Description Extracts from Alfred Jacob Miller’s original text, which accompanied his images of Native Americans, are included below for reference. "The point of view is from Monsr Proveau's Tent,- and the time near sunset. The men have been quietly preparing their evening meals. Mo'sieur P. adipose & rotonde - 'larding the lean earth as he walks along,'- now raises both hands to his mouth and with stentorian lungs bawls out someithing like 'Attrapez des Chevaux'- the men immediately rise and run towards a cloud of dust from which the horses are seen emerging,- these are being driven in by the horse-guards from their range, some 2 or 3 miles, and the men secure each their own by lariats trailing on the ground from their necks, extending some 15 feet,- thense they proceed to their pickets, where they are secured for the night, with sufficient range to permit their grazing until morning." A.J. Miller, extracted from "The West of Alfred Jacob Miller" (1837).
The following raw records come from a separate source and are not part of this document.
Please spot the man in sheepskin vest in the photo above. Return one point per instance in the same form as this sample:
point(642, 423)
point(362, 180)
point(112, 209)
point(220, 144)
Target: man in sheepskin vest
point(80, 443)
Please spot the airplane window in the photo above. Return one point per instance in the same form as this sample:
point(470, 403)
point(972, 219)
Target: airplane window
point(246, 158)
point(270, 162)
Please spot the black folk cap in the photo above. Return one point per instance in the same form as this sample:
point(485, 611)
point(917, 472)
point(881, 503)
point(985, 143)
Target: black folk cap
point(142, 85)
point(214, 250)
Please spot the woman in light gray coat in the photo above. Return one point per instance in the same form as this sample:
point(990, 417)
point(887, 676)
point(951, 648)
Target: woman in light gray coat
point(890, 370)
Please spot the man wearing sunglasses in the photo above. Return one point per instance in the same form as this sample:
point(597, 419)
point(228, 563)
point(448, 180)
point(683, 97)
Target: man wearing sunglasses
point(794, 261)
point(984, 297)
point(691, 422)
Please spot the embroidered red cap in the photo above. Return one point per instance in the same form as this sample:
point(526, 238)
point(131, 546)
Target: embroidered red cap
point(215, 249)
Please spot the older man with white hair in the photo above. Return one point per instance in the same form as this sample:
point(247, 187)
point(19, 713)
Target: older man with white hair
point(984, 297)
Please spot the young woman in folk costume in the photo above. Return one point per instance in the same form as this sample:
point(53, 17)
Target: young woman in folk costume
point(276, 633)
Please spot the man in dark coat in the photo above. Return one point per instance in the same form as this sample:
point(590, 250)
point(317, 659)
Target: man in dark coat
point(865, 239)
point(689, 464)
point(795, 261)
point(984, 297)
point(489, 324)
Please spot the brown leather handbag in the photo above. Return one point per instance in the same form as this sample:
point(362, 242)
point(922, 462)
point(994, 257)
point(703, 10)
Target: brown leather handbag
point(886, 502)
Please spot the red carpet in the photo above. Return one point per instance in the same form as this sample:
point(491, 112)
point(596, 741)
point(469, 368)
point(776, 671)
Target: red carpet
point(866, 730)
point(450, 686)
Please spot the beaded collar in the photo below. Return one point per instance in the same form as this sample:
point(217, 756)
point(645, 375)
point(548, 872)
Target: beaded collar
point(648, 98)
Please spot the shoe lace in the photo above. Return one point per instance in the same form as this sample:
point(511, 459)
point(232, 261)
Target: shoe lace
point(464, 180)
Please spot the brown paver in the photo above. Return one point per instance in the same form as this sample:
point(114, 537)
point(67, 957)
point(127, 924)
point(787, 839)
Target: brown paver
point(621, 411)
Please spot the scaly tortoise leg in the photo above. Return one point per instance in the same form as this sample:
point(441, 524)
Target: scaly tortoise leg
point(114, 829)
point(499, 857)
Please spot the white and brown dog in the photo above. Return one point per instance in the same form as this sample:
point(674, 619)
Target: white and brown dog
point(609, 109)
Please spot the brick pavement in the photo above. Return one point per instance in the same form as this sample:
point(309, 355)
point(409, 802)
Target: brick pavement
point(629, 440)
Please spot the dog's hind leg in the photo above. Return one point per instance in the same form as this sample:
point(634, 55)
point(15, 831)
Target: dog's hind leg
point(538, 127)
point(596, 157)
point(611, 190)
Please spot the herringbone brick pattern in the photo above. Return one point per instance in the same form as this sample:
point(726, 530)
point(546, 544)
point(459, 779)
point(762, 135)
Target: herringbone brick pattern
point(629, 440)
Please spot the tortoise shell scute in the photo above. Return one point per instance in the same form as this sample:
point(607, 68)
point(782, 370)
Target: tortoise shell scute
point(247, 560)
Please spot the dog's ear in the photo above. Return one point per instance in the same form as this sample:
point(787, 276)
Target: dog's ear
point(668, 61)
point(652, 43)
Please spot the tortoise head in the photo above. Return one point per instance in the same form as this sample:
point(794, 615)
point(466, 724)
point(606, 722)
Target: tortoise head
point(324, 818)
In July 1858 William T. Walters commissioned 200 watercolors at twelve dollars apiece from Baltimore born artist Alfred Jacob Miller. These paintings were each accompanied by a descriptive text, and were delivered in installments over the next twenty-one months and ultimately were bound in three albums. Transcriptions of field-sketches drawn during the 1837 expedition that Miller had undertaken to the annual fur-trader's rendezvous in the Green River Valley (in what is now western Wyoming), these watercolors are a unique record of the closing years of the western fur trade.
- Alfred Jacob Miller: Watercolors and Drawings. The Walters Art Gallery, Baltimore. 1984.
Provenance William T. Walters, Baltimore, 1858-1860, by commission; Henry Walters, Baltimore, 1894, by inheritance; Walters Art Museum, 1931, by bequest.